Applications span real-time combustion diagnostics, pollutant control, and integration into turbulent combustion simulations (e.g., LES), with further work required to improve classification beyond the flame tip.

7. Summary and Research Implications

The FLAMES family of datasets and benchmarks provides crucial infrastructure for research in real-world visual understanding, robotic manipulation, mathematical reasoning, and LLM value alignment. Each variant is defined by modality, annotation, and benchmarking protocol targeting domain-specific challenges:

Wildfire datasets offer multi-modal, high-fidelity imagery with precise temperature mapping and annotation systems for detection and segmentation.
Industrial burner segmentation benchmarks allow rigorous comparison of classical and deep-learning-based binary segmentation methods.
Robotic manipulation datasets enable scalable, privacy-preserving federated learning across distributed environments.
Synthetic data pipelines for LLMs demonstrate measurable advances in reasoning generalization, informing model training at scale.
Adversarial value alignment datasets integrate culturally and ethically nuanced evaluation metrics for LLM safety research.

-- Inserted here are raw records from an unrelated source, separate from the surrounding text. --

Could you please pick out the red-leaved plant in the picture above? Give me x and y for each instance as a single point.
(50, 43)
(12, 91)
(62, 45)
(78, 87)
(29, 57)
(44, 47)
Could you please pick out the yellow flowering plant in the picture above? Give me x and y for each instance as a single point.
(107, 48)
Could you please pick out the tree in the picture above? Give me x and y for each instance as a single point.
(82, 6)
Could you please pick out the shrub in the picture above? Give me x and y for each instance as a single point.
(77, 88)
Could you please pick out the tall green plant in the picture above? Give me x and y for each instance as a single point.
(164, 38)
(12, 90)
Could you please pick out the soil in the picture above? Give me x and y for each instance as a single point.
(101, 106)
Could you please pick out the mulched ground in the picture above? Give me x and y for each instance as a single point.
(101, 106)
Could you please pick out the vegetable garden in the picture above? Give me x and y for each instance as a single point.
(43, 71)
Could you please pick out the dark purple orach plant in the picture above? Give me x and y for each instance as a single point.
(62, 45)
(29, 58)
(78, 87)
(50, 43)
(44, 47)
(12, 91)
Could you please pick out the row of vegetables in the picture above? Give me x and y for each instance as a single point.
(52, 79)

The proliferation and evolution of FLAMES datasets reflect a broader methodological trend toward domain-adapted, highly annotated benchmarks that drive innovation in deep learning, computer vision, robotic control, and language modeling. This foundation supports robust evaluation, facilitates cross-domain transfer, and continually informs architectural and policy directions in applied artificial intelligence research.